Oakland Sued By Landlords Over Trash Bills

OAKLAND (CBS SF) — You pay your trash bill every month. But do you know where that money goes?

In Oakland, a third of the tab goes directly to the city, not the trash company.

And that’s leading to a lawsuit.

According to a just-released Alameda County Civil Grand Jury Final Report, a third of what Oaklanders pay on their monthly garbage bills winds up going straight to city hall.

It’s called a franchise fee. And in this case the garbage company pays the city $30 million a year in return for having an exclusive monopoly on service in the city.

Oakland resident Rich Lundy said, “It’s typical of the leadership in Oakland.”

Other cities have similar franchise fees. Alameda for example has a 10 percent fee, San Jose has a 20 percent fee, but only for commercial garbage.

Why is Oakland’s so high?

Oakland City Councilman Noel Gallo said, “We needed it to raise money and that was an avenue of doing it. The $30 million plus goes to public works … fixing potholes, picking up illegal trash.”

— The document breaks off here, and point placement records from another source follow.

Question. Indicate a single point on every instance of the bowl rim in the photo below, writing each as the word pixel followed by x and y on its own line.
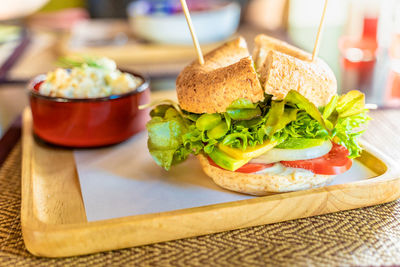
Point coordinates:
pixel 38 78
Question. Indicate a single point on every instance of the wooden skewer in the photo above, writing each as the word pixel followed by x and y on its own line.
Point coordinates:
pixel 320 30
pixel 192 32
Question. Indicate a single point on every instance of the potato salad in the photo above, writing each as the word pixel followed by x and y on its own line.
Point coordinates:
pixel 98 78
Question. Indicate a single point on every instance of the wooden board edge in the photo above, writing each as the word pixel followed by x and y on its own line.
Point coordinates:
pixel 127 232
pixel 79 239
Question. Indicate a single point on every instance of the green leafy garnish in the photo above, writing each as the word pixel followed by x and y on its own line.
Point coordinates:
pixel 293 122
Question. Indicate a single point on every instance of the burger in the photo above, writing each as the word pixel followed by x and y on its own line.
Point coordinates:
pixel 270 122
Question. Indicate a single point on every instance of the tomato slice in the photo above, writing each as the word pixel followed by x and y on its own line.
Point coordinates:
pixel 335 162
pixel 247 168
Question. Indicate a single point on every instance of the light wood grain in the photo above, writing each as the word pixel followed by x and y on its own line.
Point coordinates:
pixel 54 223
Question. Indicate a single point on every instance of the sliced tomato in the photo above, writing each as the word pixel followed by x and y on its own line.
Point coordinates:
pixel 335 162
pixel 247 168
pixel 36 87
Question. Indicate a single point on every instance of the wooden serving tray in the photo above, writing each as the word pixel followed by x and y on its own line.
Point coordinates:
pixel 54 221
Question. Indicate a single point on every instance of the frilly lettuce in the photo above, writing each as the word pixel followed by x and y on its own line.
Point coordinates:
pixel 175 134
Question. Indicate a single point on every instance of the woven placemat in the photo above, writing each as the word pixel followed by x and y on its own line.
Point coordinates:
pixel 368 236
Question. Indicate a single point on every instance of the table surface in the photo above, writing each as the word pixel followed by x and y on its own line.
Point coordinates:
pixel 367 236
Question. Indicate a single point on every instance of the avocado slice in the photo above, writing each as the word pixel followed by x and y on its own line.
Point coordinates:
pixel 225 161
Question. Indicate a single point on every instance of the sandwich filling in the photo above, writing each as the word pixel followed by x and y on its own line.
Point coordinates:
pixel 271 134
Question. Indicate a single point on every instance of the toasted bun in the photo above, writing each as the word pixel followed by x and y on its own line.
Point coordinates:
pixel 227 74
pixel 283 67
pixel 262 184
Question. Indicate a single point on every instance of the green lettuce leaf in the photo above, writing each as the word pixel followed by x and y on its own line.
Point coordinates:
pixel 293 122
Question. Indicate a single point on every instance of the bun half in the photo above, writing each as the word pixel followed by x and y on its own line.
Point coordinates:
pixel 262 184
pixel 227 74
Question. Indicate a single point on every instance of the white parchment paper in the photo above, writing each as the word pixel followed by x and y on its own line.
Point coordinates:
pixel 123 180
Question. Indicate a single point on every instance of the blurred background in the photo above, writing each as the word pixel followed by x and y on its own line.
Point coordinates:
pixel 361 41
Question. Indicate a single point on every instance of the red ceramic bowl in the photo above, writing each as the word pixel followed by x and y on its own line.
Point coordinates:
pixel 88 122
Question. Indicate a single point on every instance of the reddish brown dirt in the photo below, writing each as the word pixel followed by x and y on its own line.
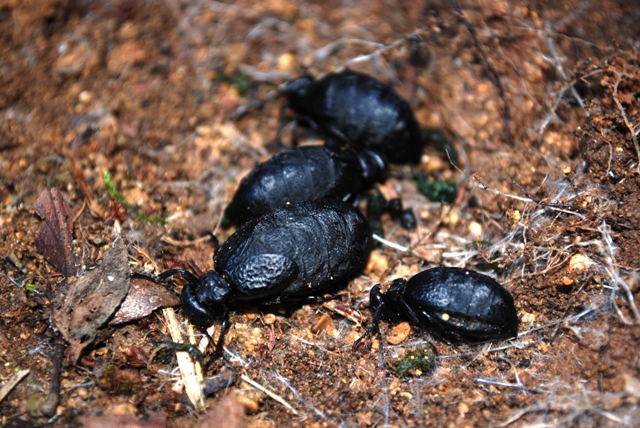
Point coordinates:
pixel 154 93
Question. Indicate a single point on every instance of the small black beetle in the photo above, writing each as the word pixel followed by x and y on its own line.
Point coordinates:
pixel 360 111
pixel 461 303
pixel 304 174
pixel 285 255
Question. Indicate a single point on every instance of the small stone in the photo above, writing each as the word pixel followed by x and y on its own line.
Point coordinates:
pixel 249 406
pixel 399 333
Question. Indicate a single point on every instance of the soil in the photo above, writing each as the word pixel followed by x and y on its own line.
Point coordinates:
pixel 178 100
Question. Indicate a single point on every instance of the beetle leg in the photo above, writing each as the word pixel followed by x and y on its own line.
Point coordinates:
pixel 375 326
pixel 185 274
pixel 224 326
pixel 298 300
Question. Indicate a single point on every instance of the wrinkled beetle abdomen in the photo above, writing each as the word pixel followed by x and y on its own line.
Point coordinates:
pixel 295 250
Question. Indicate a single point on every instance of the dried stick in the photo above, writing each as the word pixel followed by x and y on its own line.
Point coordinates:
pixel 492 71
pixel 269 393
pixel 626 119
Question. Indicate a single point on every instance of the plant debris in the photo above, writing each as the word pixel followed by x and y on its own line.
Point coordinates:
pixel 143 298
pixel 92 299
pixel 55 237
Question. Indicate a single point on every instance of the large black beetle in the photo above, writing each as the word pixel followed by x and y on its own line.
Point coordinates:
pixel 360 111
pixel 286 255
pixel 459 303
pixel 303 174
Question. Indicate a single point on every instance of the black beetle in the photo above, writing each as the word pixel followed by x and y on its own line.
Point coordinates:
pixel 360 111
pixel 286 255
pixel 302 174
pixel 460 303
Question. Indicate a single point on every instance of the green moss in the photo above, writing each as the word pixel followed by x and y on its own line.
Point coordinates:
pixel 437 191
pixel 134 212
pixel 422 358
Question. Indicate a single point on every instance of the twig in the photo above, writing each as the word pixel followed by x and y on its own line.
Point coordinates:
pixel 475 179
pixel 48 407
pixel 270 393
pixel 15 379
pixel 192 382
pixel 492 71
pixel 512 385
pixel 626 119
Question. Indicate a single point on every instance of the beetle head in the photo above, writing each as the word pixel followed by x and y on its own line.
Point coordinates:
pixel 203 302
pixel 299 89
pixel 375 168
pixel 391 299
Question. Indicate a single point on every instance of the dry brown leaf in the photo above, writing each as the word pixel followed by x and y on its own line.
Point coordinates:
pixel 56 232
pixel 92 299
pixel 144 297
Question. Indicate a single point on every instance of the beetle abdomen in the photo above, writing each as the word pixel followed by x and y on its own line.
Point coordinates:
pixel 327 241
pixel 462 302
pixel 300 174
pixel 361 111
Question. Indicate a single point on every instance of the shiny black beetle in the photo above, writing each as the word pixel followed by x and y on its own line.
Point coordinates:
pixel 303 174
pixel 286 255
pixel 460 303
pixel 360 111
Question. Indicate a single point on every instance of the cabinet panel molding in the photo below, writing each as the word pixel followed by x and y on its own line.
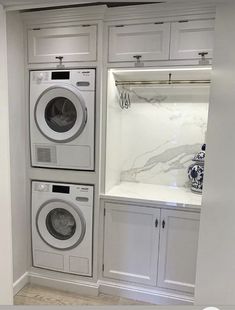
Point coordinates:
pixel 190 38
pixel 77 43
pixel 150 41
pixel 178 250
pixel 131 238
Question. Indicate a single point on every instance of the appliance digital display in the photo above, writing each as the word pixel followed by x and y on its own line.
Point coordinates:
pixel 60 189
pixel 60 75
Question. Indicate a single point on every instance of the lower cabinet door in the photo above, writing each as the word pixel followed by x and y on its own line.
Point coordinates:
pixel 131 243
pixel 178 250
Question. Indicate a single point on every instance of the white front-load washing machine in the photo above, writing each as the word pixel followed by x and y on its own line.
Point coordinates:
pixel 62 221
pixel 62 118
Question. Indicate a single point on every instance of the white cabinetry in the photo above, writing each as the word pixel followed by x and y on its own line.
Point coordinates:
pixel 178 250
pixel 131 240
pixel 75 43
pixel 132 251
pixel 190 38
pixel 150 41
pixel 161 41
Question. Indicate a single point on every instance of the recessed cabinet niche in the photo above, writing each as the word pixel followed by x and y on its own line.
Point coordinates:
pixel 151 246
pixel 77 43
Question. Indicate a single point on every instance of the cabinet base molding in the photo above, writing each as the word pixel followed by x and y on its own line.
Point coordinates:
pixel 78 287
pixel 20 283
pixel 143 294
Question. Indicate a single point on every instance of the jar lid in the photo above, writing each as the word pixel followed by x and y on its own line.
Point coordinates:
pixel 200 156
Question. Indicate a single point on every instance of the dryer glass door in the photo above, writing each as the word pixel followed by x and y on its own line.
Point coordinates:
pixel 60 224
pixel 60 113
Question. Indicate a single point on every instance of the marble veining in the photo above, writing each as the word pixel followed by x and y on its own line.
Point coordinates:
pixel 161 132
pixel 170 160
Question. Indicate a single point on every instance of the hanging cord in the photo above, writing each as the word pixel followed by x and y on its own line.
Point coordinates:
pixel 124 100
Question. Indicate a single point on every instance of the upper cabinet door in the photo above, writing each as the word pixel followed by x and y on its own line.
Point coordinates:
pixel 190 38
pixel 150 41
pixel 178 250
pixel 76 43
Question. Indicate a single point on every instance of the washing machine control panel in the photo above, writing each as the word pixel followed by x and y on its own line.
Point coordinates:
pixel 82 194
pixel 41 187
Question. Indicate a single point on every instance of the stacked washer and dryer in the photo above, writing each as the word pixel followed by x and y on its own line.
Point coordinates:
pixel 62 136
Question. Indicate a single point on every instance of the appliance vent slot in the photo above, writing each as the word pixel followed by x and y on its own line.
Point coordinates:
pixel 44 155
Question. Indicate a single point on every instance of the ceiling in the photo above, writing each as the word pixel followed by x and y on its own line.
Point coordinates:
pixel 33 4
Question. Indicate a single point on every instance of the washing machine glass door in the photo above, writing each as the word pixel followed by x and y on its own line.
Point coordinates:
pixel 60 113
pixel 60 224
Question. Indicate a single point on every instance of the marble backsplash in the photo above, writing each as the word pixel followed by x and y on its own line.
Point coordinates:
pixel 161 132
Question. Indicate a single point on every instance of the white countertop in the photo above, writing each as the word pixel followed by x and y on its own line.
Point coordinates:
pixel 169 196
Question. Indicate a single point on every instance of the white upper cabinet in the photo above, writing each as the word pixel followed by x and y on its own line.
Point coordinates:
pixel 131 239
pixel 150 41
pixel 190 38
pixel 75 43
pixel 178 250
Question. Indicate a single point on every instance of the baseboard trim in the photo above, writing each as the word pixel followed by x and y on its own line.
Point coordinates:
pixel 106 287
pixel 78 287
pixel 142 294
pixel 20 283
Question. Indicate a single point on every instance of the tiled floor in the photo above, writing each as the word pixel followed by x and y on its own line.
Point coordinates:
pixel 38 295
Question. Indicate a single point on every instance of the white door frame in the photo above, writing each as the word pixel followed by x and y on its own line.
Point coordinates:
pixel 6 265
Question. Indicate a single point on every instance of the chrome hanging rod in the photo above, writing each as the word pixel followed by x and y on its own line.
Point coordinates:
pixel 163 82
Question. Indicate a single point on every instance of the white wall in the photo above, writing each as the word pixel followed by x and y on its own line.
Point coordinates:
pixel 215 283
pixel 18 142
pixel 6 288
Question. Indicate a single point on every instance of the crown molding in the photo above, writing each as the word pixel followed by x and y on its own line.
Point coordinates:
pixel 103 13
pixel 158 11
pixel 64 15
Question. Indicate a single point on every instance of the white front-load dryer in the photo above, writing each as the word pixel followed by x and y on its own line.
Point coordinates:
pixel 62 118
pixel 62 221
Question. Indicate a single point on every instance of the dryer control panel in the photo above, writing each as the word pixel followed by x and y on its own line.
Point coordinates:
pixel 84 79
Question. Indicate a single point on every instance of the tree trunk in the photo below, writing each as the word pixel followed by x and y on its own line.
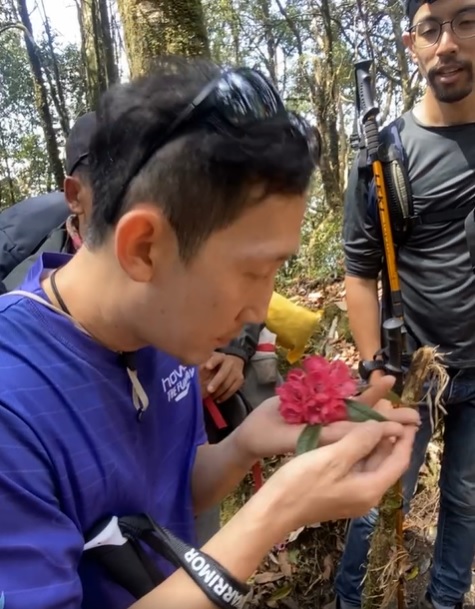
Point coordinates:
pixel 112 71
pixel 93 52
pixel 162 27
pixel 9 178
pixel 57 92
pixel 41 96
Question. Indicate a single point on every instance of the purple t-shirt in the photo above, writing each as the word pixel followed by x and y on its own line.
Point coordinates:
pixel 73 452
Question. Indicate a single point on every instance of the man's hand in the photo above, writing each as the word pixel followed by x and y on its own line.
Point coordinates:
pixel 264 433
pixel 221 376
pixel 345 479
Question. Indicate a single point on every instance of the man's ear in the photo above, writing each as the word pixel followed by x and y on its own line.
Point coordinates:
pixel 144 240
pixel 72 186
pixel 407 41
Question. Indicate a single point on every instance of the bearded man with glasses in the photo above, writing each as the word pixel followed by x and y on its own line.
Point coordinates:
pixel 437 286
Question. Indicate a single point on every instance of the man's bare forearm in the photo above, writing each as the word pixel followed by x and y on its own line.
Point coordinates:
pixel 363 314
pixel 218 469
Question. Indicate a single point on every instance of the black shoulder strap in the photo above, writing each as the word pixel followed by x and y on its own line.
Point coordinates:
pixel 470 235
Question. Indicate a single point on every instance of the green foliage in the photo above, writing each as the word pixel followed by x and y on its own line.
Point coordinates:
pixel 23 155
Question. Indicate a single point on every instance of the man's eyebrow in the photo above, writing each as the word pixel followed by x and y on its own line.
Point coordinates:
pixel 430 17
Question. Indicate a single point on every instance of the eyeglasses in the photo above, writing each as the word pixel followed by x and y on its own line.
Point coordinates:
pixel 235 99
pixel 427 33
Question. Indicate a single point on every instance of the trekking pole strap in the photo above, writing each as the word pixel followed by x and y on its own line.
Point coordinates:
pixel 222 588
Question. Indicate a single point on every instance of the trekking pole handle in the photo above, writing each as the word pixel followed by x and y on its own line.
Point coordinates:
pixel 366 104
pixel 365 100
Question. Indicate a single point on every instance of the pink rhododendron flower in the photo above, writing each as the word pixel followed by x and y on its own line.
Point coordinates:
pixel 315 394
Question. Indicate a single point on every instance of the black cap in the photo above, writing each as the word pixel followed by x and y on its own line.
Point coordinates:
pixel 412 6
pixel 79 139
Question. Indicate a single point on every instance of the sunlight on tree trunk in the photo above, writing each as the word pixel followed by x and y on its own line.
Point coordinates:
pixel 97 47
pixel 162 27
pixel 41 96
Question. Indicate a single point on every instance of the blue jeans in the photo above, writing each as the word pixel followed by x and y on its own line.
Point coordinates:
pixel 454 550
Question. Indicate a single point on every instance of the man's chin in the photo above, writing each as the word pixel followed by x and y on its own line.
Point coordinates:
pixel 450 94
pixel 194 358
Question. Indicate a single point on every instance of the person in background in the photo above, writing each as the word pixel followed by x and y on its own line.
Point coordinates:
pixel 67 234
pixel 437 287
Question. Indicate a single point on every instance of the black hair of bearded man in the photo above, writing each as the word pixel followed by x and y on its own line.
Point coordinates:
pixel 202 178
pixel 412 6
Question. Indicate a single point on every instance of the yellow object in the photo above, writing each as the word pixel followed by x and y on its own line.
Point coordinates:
pixel 293 325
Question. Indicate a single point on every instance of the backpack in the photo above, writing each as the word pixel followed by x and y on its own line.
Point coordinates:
pixel 398 187
pixel 24 228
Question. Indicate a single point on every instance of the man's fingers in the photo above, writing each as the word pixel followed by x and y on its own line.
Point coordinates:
pixel 377 391
pixel 360 442
pixel 397 462
pixel 403 415
pixel 219 378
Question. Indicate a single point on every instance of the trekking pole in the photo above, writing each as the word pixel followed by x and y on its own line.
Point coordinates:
pixel 368 111
pixel 393 329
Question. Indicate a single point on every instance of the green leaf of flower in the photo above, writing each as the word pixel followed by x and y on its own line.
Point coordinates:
pixel 358 412
pixel 308 439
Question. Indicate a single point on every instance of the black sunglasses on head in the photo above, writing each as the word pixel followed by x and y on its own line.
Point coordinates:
pixel 238 98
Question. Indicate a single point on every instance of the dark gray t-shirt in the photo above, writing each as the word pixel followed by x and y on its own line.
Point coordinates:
pixel 437 283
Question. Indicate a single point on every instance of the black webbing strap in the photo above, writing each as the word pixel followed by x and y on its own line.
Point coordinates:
pixel 115 545
pixel 470 235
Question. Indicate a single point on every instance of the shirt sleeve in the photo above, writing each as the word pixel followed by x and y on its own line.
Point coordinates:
pixel 361 233
pixel 40 547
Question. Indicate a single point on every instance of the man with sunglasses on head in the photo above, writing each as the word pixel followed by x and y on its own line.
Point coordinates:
pixel 199 179
pixel 438 287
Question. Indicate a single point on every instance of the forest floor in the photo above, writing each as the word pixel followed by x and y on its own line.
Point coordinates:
pixel 299 573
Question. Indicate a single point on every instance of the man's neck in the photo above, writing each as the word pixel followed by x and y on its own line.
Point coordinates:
pixel 433 113
pixel 90 289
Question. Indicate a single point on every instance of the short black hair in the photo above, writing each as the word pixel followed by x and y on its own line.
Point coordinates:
pixel 202 179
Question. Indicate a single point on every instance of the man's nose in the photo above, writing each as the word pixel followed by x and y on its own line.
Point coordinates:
pixel 448 42
pixel 256 311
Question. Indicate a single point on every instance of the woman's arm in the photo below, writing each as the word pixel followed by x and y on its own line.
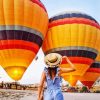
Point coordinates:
pixel 41 86
pixel 66 70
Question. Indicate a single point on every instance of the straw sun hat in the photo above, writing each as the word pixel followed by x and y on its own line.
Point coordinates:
pixel 53 59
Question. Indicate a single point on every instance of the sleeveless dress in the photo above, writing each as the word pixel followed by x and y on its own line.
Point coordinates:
pixel 53 91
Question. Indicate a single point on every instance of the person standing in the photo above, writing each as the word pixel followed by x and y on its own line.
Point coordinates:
pixel 52 76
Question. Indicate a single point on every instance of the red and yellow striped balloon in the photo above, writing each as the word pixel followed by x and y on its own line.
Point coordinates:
pixel 23 25
pixel 75 35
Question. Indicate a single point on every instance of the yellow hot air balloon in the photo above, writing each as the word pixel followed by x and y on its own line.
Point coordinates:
pixel 75 35
pixel 23 25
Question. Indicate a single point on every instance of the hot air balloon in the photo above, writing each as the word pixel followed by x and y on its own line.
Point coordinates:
pixel 89 77
pixel 92 74
pixel 75 35
pixel 23 25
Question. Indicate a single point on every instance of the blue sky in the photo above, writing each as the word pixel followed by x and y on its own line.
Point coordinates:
pixel 91 7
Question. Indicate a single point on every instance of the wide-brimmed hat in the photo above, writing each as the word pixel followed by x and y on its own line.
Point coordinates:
pixel 53 59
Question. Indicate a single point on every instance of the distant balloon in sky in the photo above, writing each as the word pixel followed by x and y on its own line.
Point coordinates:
pixel 75 35
pixel 23 25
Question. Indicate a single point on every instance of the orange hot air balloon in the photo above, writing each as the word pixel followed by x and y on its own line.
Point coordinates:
pixel 75 35
pixel 92 73
pixel 23 25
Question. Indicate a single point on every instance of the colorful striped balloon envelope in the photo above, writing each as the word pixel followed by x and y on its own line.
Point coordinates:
pixel 23 25
pixel 75 35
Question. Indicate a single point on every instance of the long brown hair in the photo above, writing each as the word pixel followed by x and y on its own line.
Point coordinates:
pixel 50 70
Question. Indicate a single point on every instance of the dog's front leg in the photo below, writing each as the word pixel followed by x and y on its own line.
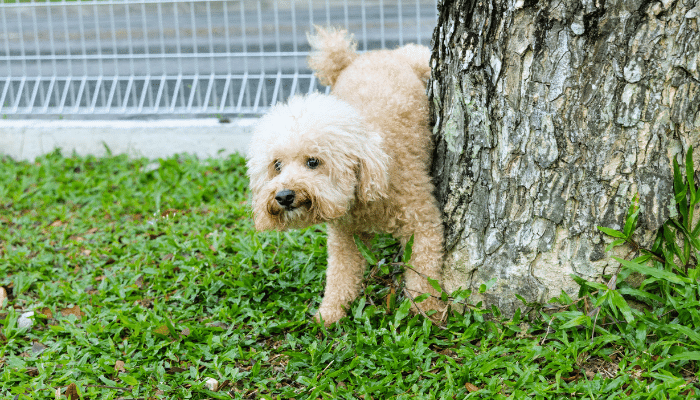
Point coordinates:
pixel 346 267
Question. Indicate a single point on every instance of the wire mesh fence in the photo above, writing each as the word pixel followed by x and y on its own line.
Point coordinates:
pixel 129 58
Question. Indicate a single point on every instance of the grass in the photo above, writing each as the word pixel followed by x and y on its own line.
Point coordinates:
pixel 147 278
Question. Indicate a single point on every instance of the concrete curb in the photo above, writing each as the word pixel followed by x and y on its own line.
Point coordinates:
pixel 28 139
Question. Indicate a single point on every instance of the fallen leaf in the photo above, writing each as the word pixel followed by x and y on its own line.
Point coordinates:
pixel 211 384
pixel 72 392
pixel 75 310
pixel 119 366
pixel 162 330
pixel 25 320
pixel 46 312
pixel 37 348
pixel 471 387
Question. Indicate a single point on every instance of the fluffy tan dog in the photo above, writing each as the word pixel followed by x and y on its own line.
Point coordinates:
pixel 357 160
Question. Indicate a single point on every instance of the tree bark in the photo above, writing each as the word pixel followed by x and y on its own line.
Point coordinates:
pixel 549 116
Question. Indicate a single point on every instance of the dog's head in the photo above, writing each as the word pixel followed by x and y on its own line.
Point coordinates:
pixel 311 160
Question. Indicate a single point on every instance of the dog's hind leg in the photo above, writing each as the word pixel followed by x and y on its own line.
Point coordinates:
pixel 346 267
pixel 426 257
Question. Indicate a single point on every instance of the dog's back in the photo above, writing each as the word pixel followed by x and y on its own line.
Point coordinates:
pixel 388 87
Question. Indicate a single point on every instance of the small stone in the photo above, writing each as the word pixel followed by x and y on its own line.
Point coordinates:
pixel 211 384
pixel 25 321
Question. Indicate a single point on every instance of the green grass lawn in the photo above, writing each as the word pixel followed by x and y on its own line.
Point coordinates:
pixel 146 279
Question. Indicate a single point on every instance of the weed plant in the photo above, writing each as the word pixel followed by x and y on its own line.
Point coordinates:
pixel 130 279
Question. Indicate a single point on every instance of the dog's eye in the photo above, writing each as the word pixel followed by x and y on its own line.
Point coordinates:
pixel 312 163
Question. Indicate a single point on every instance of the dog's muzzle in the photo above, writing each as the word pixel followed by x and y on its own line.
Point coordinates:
pixel 285 198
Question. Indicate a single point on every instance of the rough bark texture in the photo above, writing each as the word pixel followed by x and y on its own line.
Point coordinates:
pixel 548 117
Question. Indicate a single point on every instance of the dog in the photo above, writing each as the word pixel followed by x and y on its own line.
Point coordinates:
pixel 358 160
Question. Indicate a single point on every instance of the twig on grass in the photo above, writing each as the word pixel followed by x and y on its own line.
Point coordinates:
pixel 410 297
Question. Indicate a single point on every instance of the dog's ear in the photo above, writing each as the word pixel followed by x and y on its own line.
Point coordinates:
pixel 373 171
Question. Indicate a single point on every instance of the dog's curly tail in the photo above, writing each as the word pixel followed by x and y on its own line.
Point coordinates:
pixel 332 51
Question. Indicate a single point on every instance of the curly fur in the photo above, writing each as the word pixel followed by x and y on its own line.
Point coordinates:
pixel 372 145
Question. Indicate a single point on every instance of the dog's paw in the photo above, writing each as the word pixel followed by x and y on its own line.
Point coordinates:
pixel 330 315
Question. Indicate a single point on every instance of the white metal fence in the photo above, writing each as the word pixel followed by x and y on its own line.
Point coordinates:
pixel 117 58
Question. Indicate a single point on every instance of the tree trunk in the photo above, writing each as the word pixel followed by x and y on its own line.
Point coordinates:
pixel 549 116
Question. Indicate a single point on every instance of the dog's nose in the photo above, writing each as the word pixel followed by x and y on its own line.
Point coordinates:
pixel 285 197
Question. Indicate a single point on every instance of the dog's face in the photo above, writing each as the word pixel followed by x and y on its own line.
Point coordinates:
pixel 310 161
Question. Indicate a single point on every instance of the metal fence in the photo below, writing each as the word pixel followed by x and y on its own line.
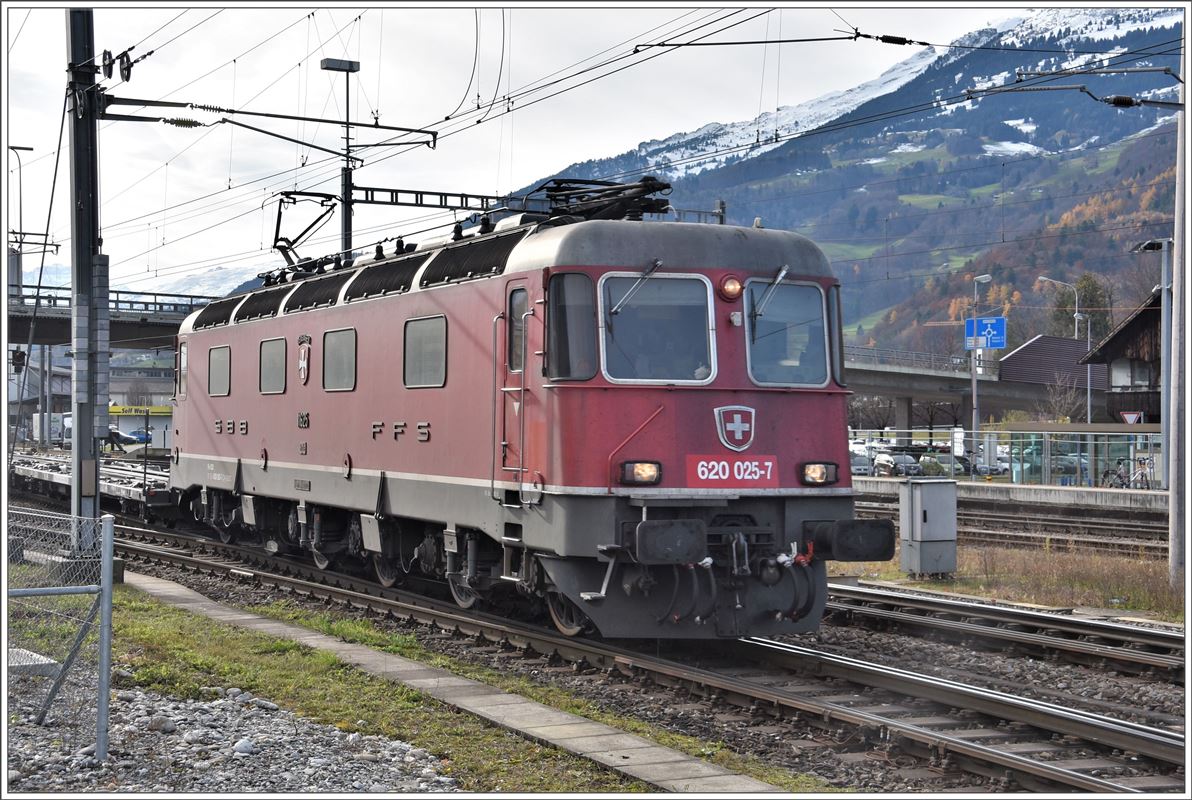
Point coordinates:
pixel 1091 459
pixel 60 626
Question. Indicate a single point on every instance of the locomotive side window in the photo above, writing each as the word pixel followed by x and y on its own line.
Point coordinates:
pixel 660 330
pixel 571 336
pixel 181 370
pixel 272 378
pixel 426 353
pixel 787 341
pixel 218 371
pixel 515 346
pixel 340 360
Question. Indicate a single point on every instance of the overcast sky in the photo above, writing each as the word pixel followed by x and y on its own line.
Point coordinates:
pixel 179 202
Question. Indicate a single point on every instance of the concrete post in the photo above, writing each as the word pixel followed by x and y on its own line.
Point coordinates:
pixel 902 423
pixel 1174 371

For years no one seemed to care, but when the latest garbage contract kicked in and with it a rocket rise in rates, people started to scream.

And the rates really went up for landlords like Robert Zolly whose rates on this 31 unit apartment building went up $9,900 in a year.

Landlord Robert Zolly said, “It went from June of 2015, where I was paying $736 to today I’m paying $1,566 per month for even less service.”

Zolly said that when new tenants come in it will unfortunately get passed on to them, because somebody has got to pay it.

Zolly and other landlords have filed a suit challenging the fee.

Landlord and attorney Andrew Zacks, said “The contract in fact is a disguised tax.”

Gallo said, “Some have been sued and stopped it, but Oakland continues to do it. The argument I’ve been given has been wait until someone sues us.”

And now someone has sued.

The civil grand jury report also faulted the city for not following its own contract guidelines in awarding the garbage contract.

And, for setting the $1.5 billion deal behind closed doors.